Cerejas em dezembro, sardinhas em janeiro, castanhas em maio. A globalização habituou-nos a ter tudo, sempre. Mas cada alimento que viaja milhares de quilómetros antes de chegar ao nosso prato carrega custos que não se veem no talão: emissões, embalagens, perda de sabor e uma dependência externa que fragiliza o país.
Portugal continua muito dependente do exterior para se alimentar. Segundo o Instituto Nacional de Estatística (INE), em 2024 o grau de autoaprovisionamento em cereais (excluindo arroz) foi de apenas 17,9% – o que significa que mais de 80% vêm de fora. Também nos frutos a balança é deficitária: cada habitante consumiu 151,1 kg de fruta, mas a produção nacional só garantiu 68,8% desse valor.
Há, felizmente, exceções que mostram o potencial agrícola do país. Como o azeite: Portugal produziu, no ano passado, mais do dobro do necessário para o consumo interno, atingindo 214,9% de autoaprovisionamento. Foi a segunda maior campanha de sempre.
No conjunto, o défice da balança comercial de produtos agrícolas e agroalimentares (exceto bebidas) fixou-se em 5,17 mil milhões de euros em 2024. É um valor negativo, mas ligeiramente melhor do que em 2023, graças a exportações mais dinâmicas. Continuamos, no entanto, a gastar milhares de milhões todos os anos a importar alimentos que, em muitos casos, poderiam ser produzidos cá.
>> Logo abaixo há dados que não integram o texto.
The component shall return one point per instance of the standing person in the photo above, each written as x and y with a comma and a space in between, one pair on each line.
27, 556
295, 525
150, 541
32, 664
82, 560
Maior pegada ambiental e menos benefícios para a saúde
A cada quilómetro percorrido por um alimento somam-se custos ambientais: combustível, refrigeração, embalagens descartáveis. Mas há também impactos negativos na saúde: fora de época, frutas e legumes podem perder frescura e nutrientes, enquanto ganham químicos para aguentar viagens longas.
Já o consumo local oferece o oposto: mais sabor, mais frescura e mais identidade. Uma laranja apanhada no Algarve em janeiro dispensa conservantes e viaja pouco. Uma maçã do Oeste no outono mantém intacto o seu valor nutritivo. Além disso, comer local e sazonal ajuda a preservar a diversidade agrícola e a cultura alimentar que nos liga ao território – laranjas no inverno, favas na primavera, tomate no verão…
Apoiar a economia nacional e regional
Valorizar a produção nacional é também reforçar a nossa soberania alimentar: reduzir a vulnerabilidade a ruturas internacionais e choques de preços, apoiar agricultores portugueses e estimular economias locais. Ao mesmo tempo, estamos a contribuir para um planeta mais saudável, com menos emissões associadas ao transporte de mercadorias.
O que pode cada um fazer?
🍅 Procurar o que é da época e da região.
🫛 Preferir mercados municipais, feiras de produtores ou mercearias de bairro.
🇵🇹 Reparar nos rótulos e escolher “Produzido em Portugal”, sempre que possível.
Parecem gestos pequenos, mas todos somados, podem ter um grande impacto: menos pegada, mais sabor, maior autonomia. Se quisermos um sistema alimentar mais justo e sustentável, a mudança começa no carrinho de compras, já na próxima ida ao mercado.